Spicy Asian-inspired glaze recipe
- 3cm fresh ginger
- 3 garlic cloves
- 5 kaffir lime leaves
- 1 green chilli, or more to taste
- 2 limes, zest and juice
- 3 tsp five spice
- 1 tsp salt
- ½ cup palm sugar, grated, or brown sugar
- Star anise, for studding ham
- 1 bottle apple juice or cider
- Roughly chop ginger, garlic cloves, kaffir lime leaves and green chillies.
- Add the zest and juice of limes and blitz all to a smooth paste in a food processor.
- Remove to a bowl, add five spice powder, salt and grated palm sugar (or brown sugar) and mix.
- Stud the scored ham with whole star anise and rub on the glaze.
- Bake in a roasting dish in a shallow bath of fresh apple juice or cider and baste ham frequently as you go.
Tropical pineapple and orange glaze recipe
- ½ cup brown sugar
- ½ pineapple, chopped
- 1 large orange, zest and juiced
- 1 bottle coconut water, for bath
- Pineapple rings, for garnish
- In a food processor, blitz brown sugar with chopped pineapple and the zest and juice of the orange
- Rub the glaze on the scored ham and garnish with slices of pineapple or orange (skin on).

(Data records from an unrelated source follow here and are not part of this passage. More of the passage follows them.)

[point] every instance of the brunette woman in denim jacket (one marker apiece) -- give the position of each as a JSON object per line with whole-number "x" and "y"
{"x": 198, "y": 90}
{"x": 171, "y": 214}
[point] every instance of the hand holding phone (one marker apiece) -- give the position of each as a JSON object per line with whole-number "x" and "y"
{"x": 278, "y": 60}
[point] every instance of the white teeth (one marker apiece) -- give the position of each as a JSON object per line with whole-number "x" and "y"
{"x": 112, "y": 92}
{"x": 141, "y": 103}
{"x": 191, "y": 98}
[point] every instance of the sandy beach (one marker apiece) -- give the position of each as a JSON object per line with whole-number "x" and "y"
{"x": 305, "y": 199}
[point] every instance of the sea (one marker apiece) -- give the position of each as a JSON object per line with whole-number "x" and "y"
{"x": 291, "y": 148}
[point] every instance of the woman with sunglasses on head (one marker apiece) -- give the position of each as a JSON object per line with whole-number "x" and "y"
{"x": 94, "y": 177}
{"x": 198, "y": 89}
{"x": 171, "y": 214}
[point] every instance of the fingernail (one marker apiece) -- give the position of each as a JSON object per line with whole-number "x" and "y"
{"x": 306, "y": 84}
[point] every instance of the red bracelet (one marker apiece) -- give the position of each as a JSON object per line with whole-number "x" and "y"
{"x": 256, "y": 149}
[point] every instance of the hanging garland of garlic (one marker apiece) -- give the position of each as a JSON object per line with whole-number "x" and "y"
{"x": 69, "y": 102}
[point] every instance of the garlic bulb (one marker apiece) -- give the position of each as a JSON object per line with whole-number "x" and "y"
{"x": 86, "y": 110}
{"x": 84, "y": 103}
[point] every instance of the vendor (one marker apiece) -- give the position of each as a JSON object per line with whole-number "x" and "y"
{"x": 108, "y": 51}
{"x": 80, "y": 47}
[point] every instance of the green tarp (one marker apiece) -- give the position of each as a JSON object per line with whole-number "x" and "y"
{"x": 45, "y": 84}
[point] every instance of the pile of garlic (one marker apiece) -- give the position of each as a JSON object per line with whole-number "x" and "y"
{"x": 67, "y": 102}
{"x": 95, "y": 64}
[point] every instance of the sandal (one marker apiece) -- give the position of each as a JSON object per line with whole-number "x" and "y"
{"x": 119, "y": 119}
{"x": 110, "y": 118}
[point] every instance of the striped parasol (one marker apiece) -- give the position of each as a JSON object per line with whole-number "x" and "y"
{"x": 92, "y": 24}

- Bake in a roasting dish with a shallow bath of fresh coconut water and baste ham frequently as you go.
Rum and cola glaze recipe
- ½ cup rum
- ⅓ cup maple syrup
- 1 lemon, zest and juice
- 1-2 Tbsp dijon or hot mustard
- Cloves, for studding ham
- 1 can cola
- Mix rum with maple syrup, the zest and juice of a lemon, and Dijon or hot mustard.
- Stud ham with cloves. Brush the glaze all over, bake in shallow bath of cola and baste ham frequently as you go.
Chipotle and plum glaze recipe
- 2-3 chipotle peppers in adobo sauce
- 1 cup plum sauce (or canned black doris plums in syrup)
- ½ cup sake (or white wine) ⅓ cup rice wine or cider vinegar
- Sprigs of fresh thyme
- 1 cinnamon stick
- A few cardamom pods
- 1 bay leaf
- 1 bottle of orange or apple juice
- Finely chop chipotle peppers in adobo sauce and add to a saucepan with plum sauce (or use 1 cup canned black doris plums in syrup – stones removed), sake (or white wine) and rice wine or cider vinegar.
- Add fresh thyme, cinnamon stick, a few cardamom pods and a bay leaf and gently simmer for 5 minutes.
- Cool and strain to remove herbs and spices.
- Rub the glaze all over and bake in a shallow bath of orange or apple juice, basting frequently as you go.